NVIDIA’s technical blog on June 24 published benchmark results for DFlash, a block-diffusion speculative decoding technique developed at UC San Diego, reporting throughput gains of up to 15x over standard autoregressive decoding on Blackwell hardware (NVIDIA Technical Blog). Where conventional speculative decoding generates one candidate token per draft-model forward pass, DFlash uses a lightweight diffusion drafter to propose a full block of tokens in a single pass, conditioned on the target model’s hidden states through KV injection (MarkTechPost). The original UC San Diego paper reports up to 6.08x lossless speedup on Qwen3-8B in SGLang on a single B200 GPU; NVIDIA’s deployment benchmarks on multi-GPU Blackwell configurations extend reported gains to 15x at fixed interactivity constraints (NVIDIA Technical Blog). The team has released 20 DFlash model checkpoints on Hugging Face spanning Qwen, Llama, and Gemma families, with integration shipping in SGLang, vLLM, and TensorRT-LLM (NVIDIA Technical Blog).
Mistral AI on June 23 released OCR 4, a document extraction model that extends its predecessor’s plain-text output with a structured block-level representation (Mistral AI). Each processed page segment returns a bounding box, a typed classification - covering titles, tables, equations, signatures, and other block categories - alongside per-word confidence scores, making outputs directly consumable by retrieval-augmented generation pipelines without a post-processing step (MarkTechPost). The model supports 170 languages, runs in a single self-hosted container, and is priced at $4 per 1,000 pages, dropping to $2 with the batch API (VentureBeat, Mistral AI).
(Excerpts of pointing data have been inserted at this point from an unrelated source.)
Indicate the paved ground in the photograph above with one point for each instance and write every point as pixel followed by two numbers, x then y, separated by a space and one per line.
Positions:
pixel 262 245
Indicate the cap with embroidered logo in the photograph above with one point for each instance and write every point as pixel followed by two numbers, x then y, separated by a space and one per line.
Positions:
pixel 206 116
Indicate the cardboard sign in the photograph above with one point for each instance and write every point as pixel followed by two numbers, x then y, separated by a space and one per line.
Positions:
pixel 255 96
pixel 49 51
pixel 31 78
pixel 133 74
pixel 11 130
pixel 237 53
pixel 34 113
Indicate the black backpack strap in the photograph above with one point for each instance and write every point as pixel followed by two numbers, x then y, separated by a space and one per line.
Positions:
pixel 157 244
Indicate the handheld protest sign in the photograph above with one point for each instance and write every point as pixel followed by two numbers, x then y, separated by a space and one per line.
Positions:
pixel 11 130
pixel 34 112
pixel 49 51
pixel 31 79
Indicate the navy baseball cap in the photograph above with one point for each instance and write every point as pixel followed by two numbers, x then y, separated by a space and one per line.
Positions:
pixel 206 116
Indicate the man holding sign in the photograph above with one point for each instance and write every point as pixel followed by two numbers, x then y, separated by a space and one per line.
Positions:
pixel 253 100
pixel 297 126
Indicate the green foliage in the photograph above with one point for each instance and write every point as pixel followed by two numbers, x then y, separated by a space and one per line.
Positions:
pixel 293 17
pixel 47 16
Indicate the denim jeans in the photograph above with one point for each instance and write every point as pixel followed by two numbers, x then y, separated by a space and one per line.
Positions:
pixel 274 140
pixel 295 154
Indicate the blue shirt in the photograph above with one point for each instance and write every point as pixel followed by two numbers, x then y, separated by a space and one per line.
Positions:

Prime Intellect on June 23 released prime-rl 0.6.0, a reinforcement learning framework targeting post-training of trillion-parameter Mixture-of-Experts models on long-horizon agentic tasks (MarkTechPost). The team reports training GLM-5 on software engineering tasks at up to 131,000-token sequence lengths, with step times under five minutes and a batch size of 256 rollouts using 28 H200 nodes (Prime Intellect). The framework disaggregates trainer and inference processes, applying FP8 with wide expert parallelism and KV offloading on the inference side, and three-dimensional parallelism with block-scaled FP8 for training - an architecture designed to lower the per-step cost of agentic post-training on open-source MoE models at scale (MarkTechPost).